The forerunner of today’s Lebküchen was called the “honey cake” and its history can be traced back to the Egyptians, the Greeks, and the Romans.
They believed that honey, the only sweetener widely available to them, was a gift of the Gods and had magical and healing powers.
Honey cakes were also worn as a talisman in battle or as protection against evil spirits! But be that as it may . . .
Invented by medieval monks in Franconia, Germany in the 13th century, Lebküchen bakers were recorded as early as 1296 in Ulm, and 1395 in Nürnberg.
Lebküchen dough is usually placed on a thin wafer base called Oblate. This was an idea of the monks, who used unleavened communion wafer ingredients to prevent the dough from sticking. Typically, they are glazed or covered with very dark chocolate, but some are left uncoated.

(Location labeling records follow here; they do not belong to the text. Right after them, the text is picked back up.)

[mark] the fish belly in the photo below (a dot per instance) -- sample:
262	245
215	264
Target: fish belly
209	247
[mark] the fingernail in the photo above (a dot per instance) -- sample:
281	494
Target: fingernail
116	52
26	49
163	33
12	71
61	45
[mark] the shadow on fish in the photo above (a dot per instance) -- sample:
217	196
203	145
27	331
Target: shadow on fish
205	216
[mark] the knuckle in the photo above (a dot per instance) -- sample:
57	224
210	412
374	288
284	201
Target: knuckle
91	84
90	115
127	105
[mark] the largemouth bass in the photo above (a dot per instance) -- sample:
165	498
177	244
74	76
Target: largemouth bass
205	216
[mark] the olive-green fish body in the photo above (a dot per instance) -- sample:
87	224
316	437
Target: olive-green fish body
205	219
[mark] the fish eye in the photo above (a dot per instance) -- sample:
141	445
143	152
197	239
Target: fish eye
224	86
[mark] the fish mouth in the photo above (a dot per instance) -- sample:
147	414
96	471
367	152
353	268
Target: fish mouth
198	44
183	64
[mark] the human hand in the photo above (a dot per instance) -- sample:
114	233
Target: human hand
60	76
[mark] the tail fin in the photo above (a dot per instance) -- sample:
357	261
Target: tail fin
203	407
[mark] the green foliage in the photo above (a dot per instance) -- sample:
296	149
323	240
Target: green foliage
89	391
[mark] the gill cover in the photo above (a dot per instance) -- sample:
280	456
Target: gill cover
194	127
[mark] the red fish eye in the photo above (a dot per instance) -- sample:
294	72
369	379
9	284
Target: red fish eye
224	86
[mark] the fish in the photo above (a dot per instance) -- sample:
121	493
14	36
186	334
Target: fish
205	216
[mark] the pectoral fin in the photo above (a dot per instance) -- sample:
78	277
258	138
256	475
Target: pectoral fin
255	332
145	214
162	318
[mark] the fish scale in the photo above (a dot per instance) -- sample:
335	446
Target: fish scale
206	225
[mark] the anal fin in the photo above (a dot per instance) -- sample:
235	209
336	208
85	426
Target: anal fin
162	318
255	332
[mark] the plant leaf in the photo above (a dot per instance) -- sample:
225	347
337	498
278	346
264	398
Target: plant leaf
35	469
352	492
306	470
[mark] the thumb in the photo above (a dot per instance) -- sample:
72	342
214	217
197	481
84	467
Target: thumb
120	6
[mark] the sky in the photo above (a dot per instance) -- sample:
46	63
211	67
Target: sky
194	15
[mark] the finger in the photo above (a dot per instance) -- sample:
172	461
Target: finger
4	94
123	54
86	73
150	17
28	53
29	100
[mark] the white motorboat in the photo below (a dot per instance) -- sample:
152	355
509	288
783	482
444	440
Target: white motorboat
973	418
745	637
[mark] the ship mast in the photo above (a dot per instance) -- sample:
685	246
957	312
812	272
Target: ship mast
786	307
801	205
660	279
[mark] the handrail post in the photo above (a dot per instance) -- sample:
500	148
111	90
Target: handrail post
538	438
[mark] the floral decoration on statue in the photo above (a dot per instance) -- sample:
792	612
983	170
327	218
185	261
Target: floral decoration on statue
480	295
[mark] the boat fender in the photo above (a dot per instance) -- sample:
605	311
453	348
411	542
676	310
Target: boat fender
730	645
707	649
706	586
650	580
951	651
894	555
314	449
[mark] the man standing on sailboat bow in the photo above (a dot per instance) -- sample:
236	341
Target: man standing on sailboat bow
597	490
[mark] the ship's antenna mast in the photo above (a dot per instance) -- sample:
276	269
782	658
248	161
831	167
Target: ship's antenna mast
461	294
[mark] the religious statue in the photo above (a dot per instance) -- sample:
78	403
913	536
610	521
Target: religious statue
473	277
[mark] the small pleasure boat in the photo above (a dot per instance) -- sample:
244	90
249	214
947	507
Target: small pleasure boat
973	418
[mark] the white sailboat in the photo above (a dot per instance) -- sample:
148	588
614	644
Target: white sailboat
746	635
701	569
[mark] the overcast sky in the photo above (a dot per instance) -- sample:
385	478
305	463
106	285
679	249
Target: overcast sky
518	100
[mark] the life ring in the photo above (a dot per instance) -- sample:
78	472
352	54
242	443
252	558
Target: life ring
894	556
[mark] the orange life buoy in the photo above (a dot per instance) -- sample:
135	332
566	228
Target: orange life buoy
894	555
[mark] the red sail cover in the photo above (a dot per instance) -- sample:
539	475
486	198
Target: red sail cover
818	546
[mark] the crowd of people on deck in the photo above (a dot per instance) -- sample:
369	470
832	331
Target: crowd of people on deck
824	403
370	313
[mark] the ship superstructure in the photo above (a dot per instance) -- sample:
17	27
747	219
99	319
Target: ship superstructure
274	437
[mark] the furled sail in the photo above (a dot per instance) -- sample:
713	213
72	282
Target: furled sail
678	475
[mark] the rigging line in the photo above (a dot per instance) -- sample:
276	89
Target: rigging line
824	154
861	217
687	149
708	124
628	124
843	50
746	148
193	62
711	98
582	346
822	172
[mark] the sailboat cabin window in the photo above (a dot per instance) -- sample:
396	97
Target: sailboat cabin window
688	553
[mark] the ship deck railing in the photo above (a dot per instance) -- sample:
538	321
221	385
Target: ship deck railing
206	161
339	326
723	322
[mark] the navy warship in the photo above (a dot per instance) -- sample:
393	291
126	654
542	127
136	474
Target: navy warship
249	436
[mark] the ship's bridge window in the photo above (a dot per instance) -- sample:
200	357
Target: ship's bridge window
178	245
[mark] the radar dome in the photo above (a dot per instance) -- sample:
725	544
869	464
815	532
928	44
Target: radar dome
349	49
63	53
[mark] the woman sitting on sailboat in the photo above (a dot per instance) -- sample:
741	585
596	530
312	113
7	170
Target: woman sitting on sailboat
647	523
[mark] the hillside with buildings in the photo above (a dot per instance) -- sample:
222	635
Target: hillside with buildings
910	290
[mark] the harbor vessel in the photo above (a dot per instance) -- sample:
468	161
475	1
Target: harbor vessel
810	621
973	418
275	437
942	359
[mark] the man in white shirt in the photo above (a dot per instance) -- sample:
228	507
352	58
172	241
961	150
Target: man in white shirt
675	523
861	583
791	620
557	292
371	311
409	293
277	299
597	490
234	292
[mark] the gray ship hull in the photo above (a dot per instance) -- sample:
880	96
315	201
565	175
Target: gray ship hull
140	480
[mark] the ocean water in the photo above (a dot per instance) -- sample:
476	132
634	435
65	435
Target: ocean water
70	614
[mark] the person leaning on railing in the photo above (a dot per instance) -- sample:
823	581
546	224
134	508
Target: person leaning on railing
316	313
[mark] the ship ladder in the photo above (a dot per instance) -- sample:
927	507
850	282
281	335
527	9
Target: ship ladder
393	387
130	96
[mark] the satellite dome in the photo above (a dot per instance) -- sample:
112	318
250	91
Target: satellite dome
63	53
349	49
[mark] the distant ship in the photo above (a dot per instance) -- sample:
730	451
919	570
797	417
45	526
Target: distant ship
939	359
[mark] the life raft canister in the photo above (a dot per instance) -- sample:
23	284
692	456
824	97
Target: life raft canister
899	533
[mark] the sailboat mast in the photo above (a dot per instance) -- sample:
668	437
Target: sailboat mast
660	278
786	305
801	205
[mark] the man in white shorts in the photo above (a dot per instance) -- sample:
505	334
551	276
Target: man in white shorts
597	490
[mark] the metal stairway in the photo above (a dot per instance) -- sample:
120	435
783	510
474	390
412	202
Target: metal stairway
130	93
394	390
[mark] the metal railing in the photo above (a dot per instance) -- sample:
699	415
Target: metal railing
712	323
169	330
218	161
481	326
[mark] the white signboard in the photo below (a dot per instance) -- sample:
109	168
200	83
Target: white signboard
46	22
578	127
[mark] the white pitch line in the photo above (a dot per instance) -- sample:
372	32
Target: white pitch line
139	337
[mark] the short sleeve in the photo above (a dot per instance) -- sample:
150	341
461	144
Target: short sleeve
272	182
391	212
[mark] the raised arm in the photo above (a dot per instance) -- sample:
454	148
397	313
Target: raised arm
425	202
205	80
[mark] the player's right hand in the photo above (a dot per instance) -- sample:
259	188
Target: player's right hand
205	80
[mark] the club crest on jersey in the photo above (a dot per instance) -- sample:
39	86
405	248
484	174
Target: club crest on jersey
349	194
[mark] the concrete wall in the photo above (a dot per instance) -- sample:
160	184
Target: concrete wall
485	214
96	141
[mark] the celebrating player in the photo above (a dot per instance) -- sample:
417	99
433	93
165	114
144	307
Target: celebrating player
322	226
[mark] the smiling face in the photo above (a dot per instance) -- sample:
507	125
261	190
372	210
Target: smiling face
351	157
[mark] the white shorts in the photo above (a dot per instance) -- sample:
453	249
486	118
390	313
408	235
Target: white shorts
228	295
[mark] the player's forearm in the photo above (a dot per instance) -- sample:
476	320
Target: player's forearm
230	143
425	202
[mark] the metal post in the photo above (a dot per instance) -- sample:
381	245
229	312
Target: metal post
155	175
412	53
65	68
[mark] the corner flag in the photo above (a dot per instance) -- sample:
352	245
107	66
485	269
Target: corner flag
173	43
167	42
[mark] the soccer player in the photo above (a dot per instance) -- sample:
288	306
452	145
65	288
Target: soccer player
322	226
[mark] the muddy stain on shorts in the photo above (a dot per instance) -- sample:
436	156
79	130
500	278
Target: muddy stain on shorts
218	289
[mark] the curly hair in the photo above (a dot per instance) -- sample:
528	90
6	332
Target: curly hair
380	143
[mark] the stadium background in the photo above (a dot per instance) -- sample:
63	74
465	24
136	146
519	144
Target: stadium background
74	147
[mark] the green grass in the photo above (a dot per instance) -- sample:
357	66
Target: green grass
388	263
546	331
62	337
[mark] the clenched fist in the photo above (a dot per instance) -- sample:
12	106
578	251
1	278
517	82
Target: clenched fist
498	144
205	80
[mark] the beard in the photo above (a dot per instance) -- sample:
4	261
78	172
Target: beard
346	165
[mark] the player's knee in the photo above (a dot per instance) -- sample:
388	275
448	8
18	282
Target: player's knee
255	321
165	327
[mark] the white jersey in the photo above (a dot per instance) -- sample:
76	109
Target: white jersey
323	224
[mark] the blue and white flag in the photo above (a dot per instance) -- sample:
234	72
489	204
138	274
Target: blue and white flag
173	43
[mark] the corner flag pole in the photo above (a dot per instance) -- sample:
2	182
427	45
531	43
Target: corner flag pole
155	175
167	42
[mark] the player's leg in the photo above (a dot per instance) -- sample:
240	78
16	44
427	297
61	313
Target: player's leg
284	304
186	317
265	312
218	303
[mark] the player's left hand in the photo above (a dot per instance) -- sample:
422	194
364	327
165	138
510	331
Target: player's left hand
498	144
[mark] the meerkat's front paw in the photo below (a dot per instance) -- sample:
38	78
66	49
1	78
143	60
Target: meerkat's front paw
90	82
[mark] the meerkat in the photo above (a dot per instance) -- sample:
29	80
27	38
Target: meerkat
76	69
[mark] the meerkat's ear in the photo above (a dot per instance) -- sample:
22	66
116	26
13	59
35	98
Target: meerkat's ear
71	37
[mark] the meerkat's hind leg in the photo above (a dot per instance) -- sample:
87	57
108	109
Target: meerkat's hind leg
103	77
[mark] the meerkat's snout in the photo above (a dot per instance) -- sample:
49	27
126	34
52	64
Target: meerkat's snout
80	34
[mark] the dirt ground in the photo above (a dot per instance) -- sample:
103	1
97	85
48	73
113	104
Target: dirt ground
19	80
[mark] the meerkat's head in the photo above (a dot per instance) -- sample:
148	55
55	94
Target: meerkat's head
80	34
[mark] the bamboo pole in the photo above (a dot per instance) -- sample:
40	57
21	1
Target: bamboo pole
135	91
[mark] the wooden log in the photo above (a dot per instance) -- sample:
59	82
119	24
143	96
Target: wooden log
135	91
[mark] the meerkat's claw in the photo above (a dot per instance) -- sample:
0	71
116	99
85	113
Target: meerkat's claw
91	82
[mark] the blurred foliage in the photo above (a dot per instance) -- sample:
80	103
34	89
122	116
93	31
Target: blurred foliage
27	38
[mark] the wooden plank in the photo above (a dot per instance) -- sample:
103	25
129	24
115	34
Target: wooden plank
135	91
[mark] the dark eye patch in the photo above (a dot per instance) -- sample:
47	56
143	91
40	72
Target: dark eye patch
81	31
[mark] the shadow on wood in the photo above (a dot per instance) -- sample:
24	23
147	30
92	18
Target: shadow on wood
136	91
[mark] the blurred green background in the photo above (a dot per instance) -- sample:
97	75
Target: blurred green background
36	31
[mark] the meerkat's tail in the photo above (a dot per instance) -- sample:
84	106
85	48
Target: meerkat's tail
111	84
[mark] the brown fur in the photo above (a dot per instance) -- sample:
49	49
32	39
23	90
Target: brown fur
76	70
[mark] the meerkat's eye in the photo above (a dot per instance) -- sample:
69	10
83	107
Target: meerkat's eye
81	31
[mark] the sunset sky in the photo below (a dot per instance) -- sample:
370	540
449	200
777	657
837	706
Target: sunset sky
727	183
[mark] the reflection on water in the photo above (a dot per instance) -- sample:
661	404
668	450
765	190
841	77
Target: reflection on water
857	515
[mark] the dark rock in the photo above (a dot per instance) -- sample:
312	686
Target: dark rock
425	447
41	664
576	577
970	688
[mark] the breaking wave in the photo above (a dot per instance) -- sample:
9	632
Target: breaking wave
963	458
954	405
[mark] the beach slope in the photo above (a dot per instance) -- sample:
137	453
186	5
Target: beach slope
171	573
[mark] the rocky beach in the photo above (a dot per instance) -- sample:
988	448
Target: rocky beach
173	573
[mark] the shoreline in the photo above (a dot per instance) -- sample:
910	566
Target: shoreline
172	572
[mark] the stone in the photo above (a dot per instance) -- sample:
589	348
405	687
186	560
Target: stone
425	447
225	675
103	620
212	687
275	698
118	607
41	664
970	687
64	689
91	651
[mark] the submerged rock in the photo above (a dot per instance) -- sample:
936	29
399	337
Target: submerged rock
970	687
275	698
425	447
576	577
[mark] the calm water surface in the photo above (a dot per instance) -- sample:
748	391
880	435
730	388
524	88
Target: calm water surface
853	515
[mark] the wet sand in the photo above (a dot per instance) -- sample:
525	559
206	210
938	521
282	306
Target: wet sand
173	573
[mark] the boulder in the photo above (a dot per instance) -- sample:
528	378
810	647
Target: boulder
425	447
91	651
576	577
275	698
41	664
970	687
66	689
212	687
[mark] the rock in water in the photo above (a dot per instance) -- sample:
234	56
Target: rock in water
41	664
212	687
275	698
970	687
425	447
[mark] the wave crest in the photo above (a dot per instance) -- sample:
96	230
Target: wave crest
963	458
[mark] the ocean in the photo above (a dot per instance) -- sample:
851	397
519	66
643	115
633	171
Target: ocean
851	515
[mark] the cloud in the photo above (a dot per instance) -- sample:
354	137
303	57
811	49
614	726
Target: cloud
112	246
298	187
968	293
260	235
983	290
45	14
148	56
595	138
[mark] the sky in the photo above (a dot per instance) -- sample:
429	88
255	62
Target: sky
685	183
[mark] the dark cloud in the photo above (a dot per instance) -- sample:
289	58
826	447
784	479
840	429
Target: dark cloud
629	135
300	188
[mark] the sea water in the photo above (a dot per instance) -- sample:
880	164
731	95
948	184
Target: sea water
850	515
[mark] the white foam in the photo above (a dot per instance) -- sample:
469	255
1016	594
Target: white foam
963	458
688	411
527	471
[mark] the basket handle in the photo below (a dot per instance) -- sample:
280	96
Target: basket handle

Lebküchen range in taste from spicy to sweet and come in a variety of shapes with round being the most common. The ingredients usually include honey, spices such as aniseed, coriander, cloves, ginger, cardamom, and allspice, nuts including almonds, hazelnuts, and walnuts.
Since 1808, a variety of Nürnberg Lebküchen made without flour has been called Elisen-lebküchen.
It is uncertain whether the name Elise refers to the daughter of a gingerbread baker or the wife of a margrave.
Her name is associated with some of the Lebküchen produced by members of the guild. Since 1996, Nürnberger Lebküchen is a Protected Designation of Origin and must be produced within the boundaries of the city.